Nouvelle-Calédonie : les leçons d’une faillite d’Etat, par Nicolas Bouzou

Nouvelle-Calédonie : les leçons d’une faillite d’Etat, par Nicolas Bouzou

Tout à nos difficultés politiques et financières, bien réelles, nous oublions qu’un territoire français a sombré il y a déjà quatre mois dans une violence endémique qui empêche la levée d’un couvre-feu. La Nouvelle-Calédonie est en proie à des pénuries de médicaments, de nourriture et de carburant. La visite présidentielle au début des émeutes du mois de mai n’a absolument rien changé à la situation. L’équivalent de 15 % du PIB calédonien a été détruit par les violences. Concrètement, un grand nombre de bureaux, d’usines et de commerces ont été brûlés, et pas seulement à Nouméa.

Comme pendant le Covid, pour éviter une faillite économique générale, l’Etat distribue des aides et finance du chômage partiel. Nous en sommes déjà à 400 millions d’euros. Mais il y a une différence entre le “quoi qu’il en coûte” de 2020 et le “quoi qu’il en coûte” calédonien. Le premier était une réponse, dispendieuse mais rationnelle, à l’expansion d’un virus en provenance de Chine. Le second est la conséquence de l’incapacité de l’Etat à faire régner l’ordre dans l’un de ses territoires. Cette fois, la France est responsable de ce qui arrive. Alors même que nous cherchons à faire des économies à tous les étages, l’Etat distribue des centaines de millions d’euros parce qu’il échoue à assurer ses fonctions régaliennes élémentaires. Ubuesque et navrant.

Un potentiel écologique et géopolitique

Faut-il tirer des enseignements généraux du drame calédonien sur la situation de nos territoires ultramarins ? Sans doute, mais en comprenant que ces derniers pourraient constituer, pour notre pays, de magnifiques atouts économiques, écologiques et géopolitiques si l’on traitait leurs habitants en adultes et non pas en assistés. Grâce à ces bouts de France, nous sommes présents en Amérique du Nord, dans les Caraïbes et dans les océans Atlantique, Pacifique et Indien.

J’écris ces lignes de Guadeloupe, où je suis venu donner des conférences et rencontrer des entreprises. L’économie locale est un Janus. D’un côté, l’île connaît une situation sociale dégradée, particulièrement visible dans les rues de Pointe-à-Pitre. Plus d’un tiers de la population vit sous le seuil de pauvreté. Pas loin d’un quart des jeunes ne sont ni en emploi, ni en études, ni en formation. Des “neets” selon l’acronyme anglo-saxon – not in Education, Employment or Training. Les coupures d’eau sont légion car le réseau est mal entretenu. Les prix de l’alimentation sont 50 % plus élevés qu’en métropole en raison du manque de concurrence dans la distribution et de l’absurde taxe sur l’octroi de mer qui frappe les importations pour financer les collectivités locales.
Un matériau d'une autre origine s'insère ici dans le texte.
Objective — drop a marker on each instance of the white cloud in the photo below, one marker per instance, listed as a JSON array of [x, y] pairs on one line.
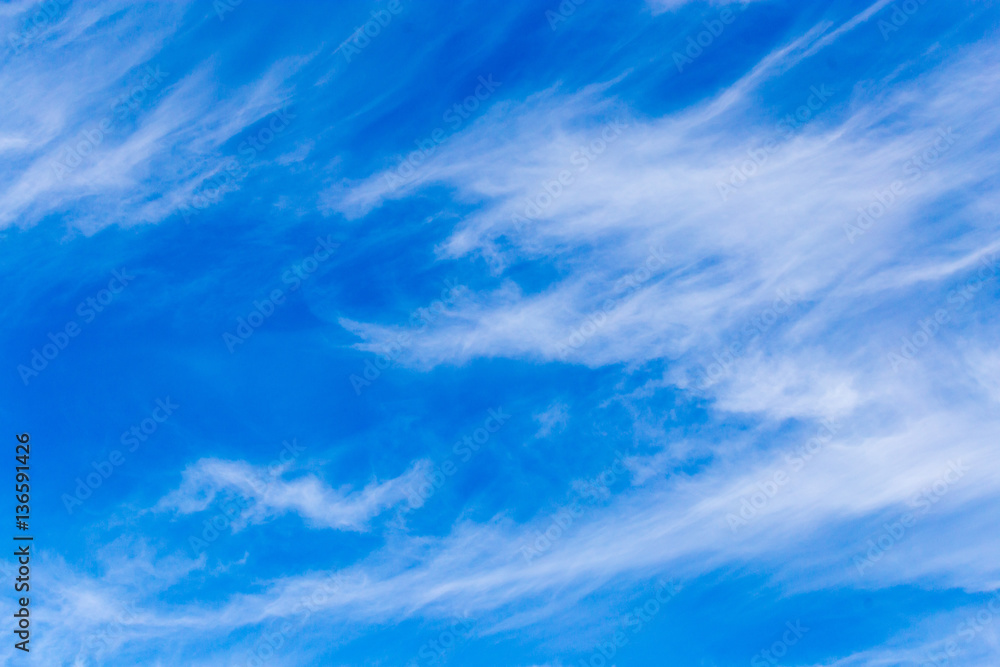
[[272, 495]]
Quant au personnel politique, il semble peu passionné par le développement économique.

Mais la Guadeloupe, c’est aussi un écosystème de start-up étonnant. J’ai rencontré ces jeunes gens qui bravent la bureaucratie et l’insularité pour entreprendre, dans les énergies renouvelables, l’économie circulaire, le covoiturage, la livraison de produits de santé ou le recyclage des sargasses, ces algues brunes venues du Brésil qui prolifèrent à cause du dérèglement climatique et viennent s’échouer sur les plages antillaises, générant un sulfure d’hydrogène nauséabond voire dangereux pour la santé.
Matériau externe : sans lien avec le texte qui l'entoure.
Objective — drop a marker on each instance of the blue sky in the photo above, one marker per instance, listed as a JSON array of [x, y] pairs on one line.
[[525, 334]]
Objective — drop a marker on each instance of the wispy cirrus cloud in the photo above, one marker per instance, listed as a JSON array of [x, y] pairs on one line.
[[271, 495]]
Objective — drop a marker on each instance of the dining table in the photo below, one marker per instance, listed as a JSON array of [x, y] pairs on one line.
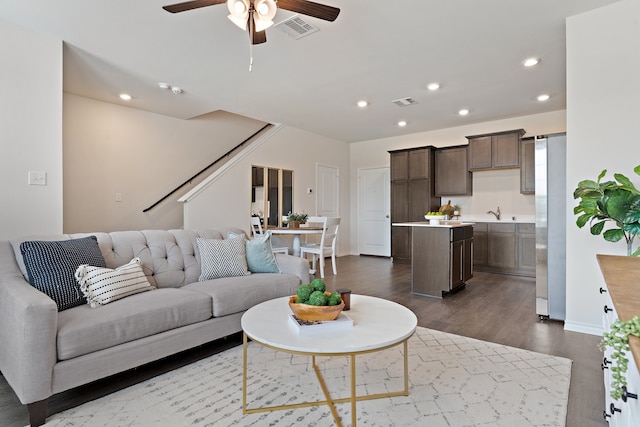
[[296, 233]]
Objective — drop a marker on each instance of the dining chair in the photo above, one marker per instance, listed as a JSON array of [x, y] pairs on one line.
[[256, 230], [327, 244]]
L’entrepreneuriat, une planche de salut

Cette jeunesse entreprenante, soutenue par les banques, n’est pas celle qui caillasse la police ou monte des barrages au prétexte de la vie chère. Elle n’attend pas de la métropole qu’elle la plaigne, ni même qu’elle la couvre d’argent public. En revanche, elle aimerait bien, pour le bon fonctionnement de ces entreprises naissantes, que les services publics fonctionnent et que les jeunes soient formés. Idéalement, il serait bon que notre diplomatie s’active aussi pour multiplier les accords de coopération économique, non pas avec des pays situés à des milliers de kilomètres, mais avec ceux d’Amérique du Sud et des Caraïbes.
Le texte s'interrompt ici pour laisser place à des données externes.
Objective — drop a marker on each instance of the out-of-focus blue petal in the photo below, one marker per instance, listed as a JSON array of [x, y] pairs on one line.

On en revient toujours au même point. En outre-mer comme en métropole, c’est l’entrepreneuriat qui fait la croissance, et la croissance qui permet la solidarité. Le rôle de l’Etat est de faire régner la sécurité. Le reste est optionnel. Voilà quelques idées simples mais qui devraient guider la remise en ordre de notre sphère publique. Sinon, me faisait remarquer un dirigeant d’entreprise antillais, le pire adviendra : le scénario calédonien.